Citigroup cuts a deal with its new bosses on Capitol Hill.
At first glance, Citigroup's endorsement last week of a Senate plan to allow bankruptcy judges to break mortgage contracts looks like a scene from "Goodfellas."
Since October, the government has invested $52 billion in Citi, while agreeing to eat up to $249 billion in losses on the bank's toxic real estate portfolio. And so it's really hard to say no when those Washington "investors" call for a favor. In the 1990 Martin Scorsese movie, a restaurant owner realizes too late that a partner big enough to protect him is big enough to take everything he has. As Ray Liotta narrates, "Now he's got Paulie as a partner. Any problems, he goes to Paulie. Trouble with a bill, to Paulie . . . But now he has to pay Paulie."
The problem with Citi's capitulation is that it means that not just Citi will have to pay the Beltway outfit if the bill passes. Other banks, borrowers and taxpayers will also suffer. In fact, this deal is looking more and more like a case of Citi colluding with its new political owners in order to force competing banks to break contracts and take more losses. This kind of politicized banking is precisely why the Bank of the United States was shut down in the 19th century.
After years of resisting, Citi has suddenly signed off on Senator Dick Durbin's plan to allow judges to rewrite mortgage contracts for borrowers in Chapter 13 bankruptcy. Under the Illinois Democrat's plan, which is earmarked for inclusion in the pending stimulus bill, judges could reduce the amount of principal, lower the interest rate, and change the length of the mortgage term.
Until Washington embraced the politics of housing panic, even sensible Democrats recognized that allowing such mortgage "cramdowns" was a terrible idea, sure to punish future borrowers with higher rates as lenders calculate the increased risk. The Congressional Budget Office warned in January 2008 that such a change could result in higher interest rates for homeowners and bigger caseloads in bankruptcy courts. In 2007, 16 House Democrats signed a letter opposing similar legislation.
They realized that the consequences would fall hardest on those hoping to buy a home, if markets logically respond by setting mortgage interest rates closer to those on, for example, auto loans or credit cards. A bankruptcy judge is now free to reduce amounts owed on many types of consumer debt. For mortgages, the iron-clad requirement to pay off the loan or lose the house is precisely to encourage lower rates on a less risky investment.
Supreme Court Justice John Paul Stevens described the importance of this principle in 1993 in Nobelman v. American Savings Bank: "At first blush it seems somewhat strange that the Bankruptcy Code should provide less protection to an individual's interest in retaining possession of his or her home than of other assets. The anomaly is, however, explained by the legislative history indicating that favorable treatment of residential mortgages was intended to encourage the flow of capital into the home lending market."
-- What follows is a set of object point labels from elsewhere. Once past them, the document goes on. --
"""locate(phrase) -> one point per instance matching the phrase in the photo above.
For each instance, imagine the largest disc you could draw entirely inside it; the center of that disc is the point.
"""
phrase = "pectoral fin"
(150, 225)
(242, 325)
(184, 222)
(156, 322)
Mr. Durbin argues that borrowers won't be able to enjoy the benefits of a cramdown until they first make an effort to negotiate new terms with their lenders before declaring bankruptcy. Also, to counter the perception that they are harming the mortgage market, Mr. Durbin and Senate colleagues Chris Dodd and Chuck Schumer are proposing that cramdowns only be available for mortgage contracts signed before their bill becomes law. But of course lenders will have every reason to assume that, whenever the going gets tough, Washington will let future borrowers break contracts too.
Mr. Durbin and his allies have tried and failed several times to break the cramdown opposition, and they believe Citi finally gives them the club to prevail. As Mr. Schumer noted in a press release, "Citigroup's support means that the dam has broken across the banking industry. We now have a real chance to pass this legislation quickly." Talking point number one for Democrats is that if giant Citigroup is for this plan, why would anyone oppose it?
In fact, Citigroup may support this plan precisely because it isn't a big player in the mortgage market. Sure, it has some dodgy mortgage-backed securities on its books, but they've been written down and the feds cover 90% of losses beyond $29 billion in any case. When it comes to making loans, however, Citi originates less than 10% of American mortgages.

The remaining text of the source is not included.